Top officials in the European Commission, the powerful executive arm of the EU, said on Wednesday that they would be ready to act if the EU interests were not eventually addressed in the US legislation on Russia.
Lawmakers in the US House of Representatives unanimously ratified the bill, a package of sanctions on Russia, Iran and North Korea, on Tuesday only to move it forward for passage in the Senate. The sanctions are meant to punish Russia over a series of issues, including its alleged role in the US presidential election last year and Moscow's continued meddling in Ukraine. Russia says the new bans would harm bilateral interests while again denying Washington's allegations of interference in other countries.
The EU commissioners, who met in Brussels to discuss the issue, said in a statement following the talks that they were concerned about the sanctions "notably because of the draft bill's possible impact on EU energy independence." They said if US lawmakers do not address those concerns, as once raised by European Commission head Jean-Claude Juncker in May, they would stand on no ceremony to act.
The draft of US sanctions on Russia has reportedly been modified to alley the EU's concerns. The bill that passed the House on Tuesday only targets pipelines originating in Russia and those passing through, like the Caspian pipeline that carries oil from Kazakhstan to Europe, are spared.
The EU is not satisfied yet as it says European firms that contribute to the development of Russia's energy sector could also be penalized by the wave of new measures.

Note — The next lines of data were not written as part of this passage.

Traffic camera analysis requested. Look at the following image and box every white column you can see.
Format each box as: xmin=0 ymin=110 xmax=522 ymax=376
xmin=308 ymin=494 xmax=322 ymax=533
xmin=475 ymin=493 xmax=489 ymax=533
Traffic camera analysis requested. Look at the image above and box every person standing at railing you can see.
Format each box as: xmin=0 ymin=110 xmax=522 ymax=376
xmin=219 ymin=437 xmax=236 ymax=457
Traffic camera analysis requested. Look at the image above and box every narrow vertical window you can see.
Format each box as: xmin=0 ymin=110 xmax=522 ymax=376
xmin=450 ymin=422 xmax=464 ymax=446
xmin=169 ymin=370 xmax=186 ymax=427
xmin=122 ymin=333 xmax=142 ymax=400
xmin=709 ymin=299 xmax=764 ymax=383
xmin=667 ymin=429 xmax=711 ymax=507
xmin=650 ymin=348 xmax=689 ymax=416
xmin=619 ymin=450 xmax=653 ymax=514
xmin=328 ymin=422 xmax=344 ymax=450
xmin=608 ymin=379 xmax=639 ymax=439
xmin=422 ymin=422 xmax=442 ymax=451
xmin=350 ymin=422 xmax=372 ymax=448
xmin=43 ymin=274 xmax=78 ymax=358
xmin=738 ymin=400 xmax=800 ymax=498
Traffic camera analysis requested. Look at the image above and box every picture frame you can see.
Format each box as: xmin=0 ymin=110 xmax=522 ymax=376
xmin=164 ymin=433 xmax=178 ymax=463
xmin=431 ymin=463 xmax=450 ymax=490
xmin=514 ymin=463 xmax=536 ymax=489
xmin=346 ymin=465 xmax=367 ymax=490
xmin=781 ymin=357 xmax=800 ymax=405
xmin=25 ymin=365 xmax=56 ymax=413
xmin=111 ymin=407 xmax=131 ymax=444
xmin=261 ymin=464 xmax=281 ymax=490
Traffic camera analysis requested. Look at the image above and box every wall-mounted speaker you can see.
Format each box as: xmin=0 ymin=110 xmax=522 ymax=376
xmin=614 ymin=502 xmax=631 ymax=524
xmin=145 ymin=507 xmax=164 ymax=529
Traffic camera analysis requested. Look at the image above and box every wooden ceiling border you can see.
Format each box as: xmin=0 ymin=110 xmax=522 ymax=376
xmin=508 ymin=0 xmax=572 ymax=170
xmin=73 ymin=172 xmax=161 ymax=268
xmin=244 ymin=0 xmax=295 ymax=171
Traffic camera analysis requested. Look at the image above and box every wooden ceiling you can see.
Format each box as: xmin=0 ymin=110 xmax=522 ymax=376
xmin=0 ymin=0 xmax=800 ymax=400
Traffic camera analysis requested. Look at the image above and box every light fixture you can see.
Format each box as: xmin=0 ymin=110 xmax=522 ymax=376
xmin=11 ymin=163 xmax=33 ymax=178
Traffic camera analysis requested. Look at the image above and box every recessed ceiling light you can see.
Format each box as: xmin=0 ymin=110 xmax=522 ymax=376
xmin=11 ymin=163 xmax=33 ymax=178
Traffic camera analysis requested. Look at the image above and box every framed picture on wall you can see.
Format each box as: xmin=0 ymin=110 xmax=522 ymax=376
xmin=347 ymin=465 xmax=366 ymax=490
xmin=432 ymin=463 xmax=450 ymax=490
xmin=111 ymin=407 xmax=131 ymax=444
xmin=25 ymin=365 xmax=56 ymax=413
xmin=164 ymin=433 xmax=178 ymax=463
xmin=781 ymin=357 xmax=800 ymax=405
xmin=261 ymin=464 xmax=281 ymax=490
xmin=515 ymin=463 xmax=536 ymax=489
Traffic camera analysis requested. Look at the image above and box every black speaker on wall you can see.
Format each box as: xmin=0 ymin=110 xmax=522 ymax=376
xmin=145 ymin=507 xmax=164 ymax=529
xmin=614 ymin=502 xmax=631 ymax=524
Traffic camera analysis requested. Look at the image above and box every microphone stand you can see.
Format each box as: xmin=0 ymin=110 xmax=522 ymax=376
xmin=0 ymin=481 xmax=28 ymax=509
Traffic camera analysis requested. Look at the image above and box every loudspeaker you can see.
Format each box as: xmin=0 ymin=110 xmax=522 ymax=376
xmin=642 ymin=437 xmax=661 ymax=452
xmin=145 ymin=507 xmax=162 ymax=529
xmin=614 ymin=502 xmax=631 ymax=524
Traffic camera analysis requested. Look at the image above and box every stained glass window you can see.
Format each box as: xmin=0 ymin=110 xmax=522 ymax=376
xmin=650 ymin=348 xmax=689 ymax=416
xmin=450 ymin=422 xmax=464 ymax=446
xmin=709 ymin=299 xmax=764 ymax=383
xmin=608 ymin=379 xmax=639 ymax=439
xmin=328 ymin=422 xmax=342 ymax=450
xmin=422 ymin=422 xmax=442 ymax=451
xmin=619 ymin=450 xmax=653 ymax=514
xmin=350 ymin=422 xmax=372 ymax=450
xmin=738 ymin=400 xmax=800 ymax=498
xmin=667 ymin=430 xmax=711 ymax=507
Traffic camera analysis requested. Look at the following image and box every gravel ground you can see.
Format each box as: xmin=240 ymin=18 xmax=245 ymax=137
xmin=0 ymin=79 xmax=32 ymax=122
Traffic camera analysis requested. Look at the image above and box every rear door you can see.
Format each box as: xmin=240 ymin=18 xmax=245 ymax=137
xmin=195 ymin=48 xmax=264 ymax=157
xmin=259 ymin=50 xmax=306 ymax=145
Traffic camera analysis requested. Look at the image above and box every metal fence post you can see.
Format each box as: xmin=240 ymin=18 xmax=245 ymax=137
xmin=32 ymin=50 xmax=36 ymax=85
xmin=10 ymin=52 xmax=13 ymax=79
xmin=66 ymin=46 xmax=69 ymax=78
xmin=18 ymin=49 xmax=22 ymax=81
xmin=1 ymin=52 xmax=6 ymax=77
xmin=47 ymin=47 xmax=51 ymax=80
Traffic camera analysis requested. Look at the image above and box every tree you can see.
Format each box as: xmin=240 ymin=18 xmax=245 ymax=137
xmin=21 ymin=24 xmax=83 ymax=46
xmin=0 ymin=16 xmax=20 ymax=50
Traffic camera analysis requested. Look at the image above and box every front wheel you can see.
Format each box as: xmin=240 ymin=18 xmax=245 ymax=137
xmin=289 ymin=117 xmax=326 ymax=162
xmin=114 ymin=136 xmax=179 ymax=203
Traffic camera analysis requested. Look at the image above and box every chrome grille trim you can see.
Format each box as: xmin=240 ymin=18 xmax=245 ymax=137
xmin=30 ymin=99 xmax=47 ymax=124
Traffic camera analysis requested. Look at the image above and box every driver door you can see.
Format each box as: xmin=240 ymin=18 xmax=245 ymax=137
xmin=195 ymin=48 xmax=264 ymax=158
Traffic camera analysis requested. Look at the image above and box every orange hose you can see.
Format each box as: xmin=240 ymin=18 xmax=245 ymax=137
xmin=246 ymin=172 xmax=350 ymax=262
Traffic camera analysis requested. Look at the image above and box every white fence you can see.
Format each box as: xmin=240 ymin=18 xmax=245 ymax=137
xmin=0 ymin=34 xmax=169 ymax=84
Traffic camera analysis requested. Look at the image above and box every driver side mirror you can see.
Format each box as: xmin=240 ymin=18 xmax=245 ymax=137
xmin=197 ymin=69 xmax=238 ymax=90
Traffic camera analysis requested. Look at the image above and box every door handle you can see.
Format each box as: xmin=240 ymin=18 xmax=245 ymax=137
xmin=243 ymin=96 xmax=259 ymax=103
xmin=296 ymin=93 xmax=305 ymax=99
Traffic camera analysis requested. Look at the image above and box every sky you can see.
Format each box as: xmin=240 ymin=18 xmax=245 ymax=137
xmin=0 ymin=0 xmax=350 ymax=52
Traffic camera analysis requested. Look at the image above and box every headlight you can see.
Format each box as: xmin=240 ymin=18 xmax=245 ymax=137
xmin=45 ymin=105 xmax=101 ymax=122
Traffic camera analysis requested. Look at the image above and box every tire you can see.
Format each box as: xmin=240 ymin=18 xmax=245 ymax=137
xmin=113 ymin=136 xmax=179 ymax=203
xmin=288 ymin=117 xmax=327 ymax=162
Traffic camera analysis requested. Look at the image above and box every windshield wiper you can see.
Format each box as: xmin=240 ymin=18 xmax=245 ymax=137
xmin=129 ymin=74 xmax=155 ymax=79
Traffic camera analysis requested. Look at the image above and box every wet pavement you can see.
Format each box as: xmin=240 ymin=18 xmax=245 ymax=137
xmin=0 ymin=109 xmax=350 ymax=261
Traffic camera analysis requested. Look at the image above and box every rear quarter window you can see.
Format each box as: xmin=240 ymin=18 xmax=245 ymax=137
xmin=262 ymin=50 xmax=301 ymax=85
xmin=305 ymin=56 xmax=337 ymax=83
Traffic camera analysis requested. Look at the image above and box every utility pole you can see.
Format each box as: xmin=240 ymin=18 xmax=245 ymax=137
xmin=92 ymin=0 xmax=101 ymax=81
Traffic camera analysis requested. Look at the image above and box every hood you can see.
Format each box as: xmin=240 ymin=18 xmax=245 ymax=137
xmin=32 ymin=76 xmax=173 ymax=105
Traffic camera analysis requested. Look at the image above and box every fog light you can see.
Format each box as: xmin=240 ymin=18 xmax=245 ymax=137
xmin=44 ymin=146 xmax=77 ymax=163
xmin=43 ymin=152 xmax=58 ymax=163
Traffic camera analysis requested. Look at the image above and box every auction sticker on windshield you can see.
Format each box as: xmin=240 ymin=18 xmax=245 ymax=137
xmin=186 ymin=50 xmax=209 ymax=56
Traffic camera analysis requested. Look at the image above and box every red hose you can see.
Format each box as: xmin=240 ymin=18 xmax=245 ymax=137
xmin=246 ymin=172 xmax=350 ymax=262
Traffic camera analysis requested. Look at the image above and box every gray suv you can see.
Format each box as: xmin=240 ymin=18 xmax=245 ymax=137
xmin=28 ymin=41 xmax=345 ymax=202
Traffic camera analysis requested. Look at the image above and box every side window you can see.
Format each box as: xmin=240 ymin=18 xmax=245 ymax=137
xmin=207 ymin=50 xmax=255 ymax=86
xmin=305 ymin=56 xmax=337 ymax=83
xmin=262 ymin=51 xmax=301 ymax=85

EU Commission's Wednesday statement said the bill "demonstrates that a number of these concerns are being taken into account" but it said that "any company (including European) which contributes to the development, maintenance, modernization or repair of energy export pipelines" of Russia, could still be subject to sanctions. It said that even the energy infrastructure transiting through Ukraine could be affected by the bill "depending on its implementation." It also warned over the impacts of the new law on a major natural gas project out of the Baltic states.
The statement concluded that United States' unilateral decision to impose tough sanctions on Russia was a blow to previous close cooperation between the two sides of the Atlantic on maintaining a united front against Russia.
European governments have individually expressed dismay at the new US sanctions on Russia, saying they run counter to accepted international norms.
Germany on Wednesday called for a closer cooperation between Berlin and Washington on the issue, saying the United States was in fact using the sanctions as a tool of industrial policy against Russia.
A German Foreign Ministry spokesman said Germany "could not accept" Washington's practice of carrying out industrial policy under the guise of sanctions, adding that in his view the sanctions would not necessarily be adopted.
The United States and the European Union started introducing bans on Russia in March 2014 after Crimea, a former Ukrainian peninsula on the Black Sea, decided to rejoin Russia after the fall of a Russia-backed government in Kiev. In July that year, the EU imposed a new round of economic sanctions on Moscow after a passenger plane was shot down above volatile territories in eastern Ukraine.